How European countries are spending billions on easing energy crisis

Hundreds of billions of euros and counting have been shelled out since Russia invaded its pro-EU neighbour in late February.

Governments have gone all out: from capping gas and electricity prices to rescuing struggling energy companies and providing direct aid to households to fill up their cars.

The public spending has continued, even though European Union countries had accumulated mountains of new debt to save their economies during the Covid pandemic in 2020.

But some leaders have taken pride at their use of the public purse to battle this new crisis, which has sent inflation soaring, raised the cost of living and sparked fears of recession.

After announcing €14billion in new measures last week, Italian Prime Minister Mario Draghi boasted the latest spending put Italy, “among the countries that have spent the most in Europe”.

The Bruegel institute, a Brussels-based think tank that is tracking energy crisis spending by EU governments, ranks Italy as the second-biggest spender in Europe, after Germany.

READ ALSO How EU countries aim to cut energy bills and avoid blackouts this winter

Rome has allocated €59.2billion since September 2021 to shield households and businesses from the rising energy prices, accounting for 3.3 percent of its gross domestic product.

Germany tops the list with €100.2billion, or 2.8 percent of its GDP, as the country was hit hard by its reliance on Russian gas supplies, which have dwindled in suspected retaliation over Western sanctions against Moscow for the war.

On Wednesday, Germany announced the nationalisation of troubled gas giant Uniper.

France, which shielded consumers from gas and electricity price rises early, ranks third with €53.6billion euros allocated so far, representing 2.2 percent of its GDP.

Spending to continue rising
EU countries have now put up €314billion so far since September 2021, according to Bruegel.

“This number is set to increase as energy prices remain elevated,” Simone Tagliapietra, a senior fellow at Bruegel, told AFP.

The energy bills of a typical European family could reach €500 per month early next year, compared to €160 in 2021, according to US investment bank Goldman Sachs.

The measures to help consumers have ranged from a special tax on excess profits in Italy, to the energy price freeze in France, and subsidies public transport in Germany.

But the spending follows a pandemic response that increased public debt, which in the first quarter accounted for 189 percent of Greece’s GDP, 153 percent in Italy, 127 percent in Portugal, 118 percent in Spain and 114 percent in France.

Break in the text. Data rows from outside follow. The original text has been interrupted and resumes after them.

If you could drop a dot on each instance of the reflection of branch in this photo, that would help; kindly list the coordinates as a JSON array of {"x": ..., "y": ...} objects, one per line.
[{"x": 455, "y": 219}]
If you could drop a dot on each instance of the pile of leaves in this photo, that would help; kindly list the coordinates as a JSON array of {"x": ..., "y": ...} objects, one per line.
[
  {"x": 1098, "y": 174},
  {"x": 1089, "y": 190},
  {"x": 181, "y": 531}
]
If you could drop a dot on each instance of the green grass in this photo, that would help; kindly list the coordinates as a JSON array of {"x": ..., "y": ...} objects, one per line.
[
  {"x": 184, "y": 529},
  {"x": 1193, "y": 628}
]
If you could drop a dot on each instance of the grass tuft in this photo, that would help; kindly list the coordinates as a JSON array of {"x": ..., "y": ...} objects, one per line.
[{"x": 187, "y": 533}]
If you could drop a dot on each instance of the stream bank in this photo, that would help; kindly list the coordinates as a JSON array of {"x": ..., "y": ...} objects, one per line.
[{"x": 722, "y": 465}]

“Initially designed as a temporary response to what was supposed to be a temporary problem, these measures have ballooned and become structural,” Tagliapietra said.

“This is clearly not sustainable from a public finance perspective. It is important that governments make an effort to focus this action on the most vulnerable households and businesses as much as possible.”

Budget reform
The higher spending comes as borrowing costs are rising. The European Central Bank hiked its rate for the first time in more than a decade in July to combat runaway inflation, which has been fuelled by soaring energy prices.

The yield on 10-year French sovereign bonds reached an eight-year high of 2.5 percent on Tuesday, while Germany now pays 1.8 percent interest after boasting a negative rate at the start of the year.

The rate charged to Italy has quadrupled from one percent earlier this year to four percent now, reviving the spectre of the debt crisis that threatened the eurozone a decade ago.

“It is critical to avoid debt crises that could have large destabilising effects and put the EU itself at risk,” the International Monetary Fund warned in a recent blog calling for reforms to budget rules.

The EU has suspended until 2023 rules that limit the public deficit of countries to three percent of GDP and debt to 60 percent.

The European Commission plans to present next month proposals to reform the 27-nation bloc’s budget rules, which have been shattered by the crises.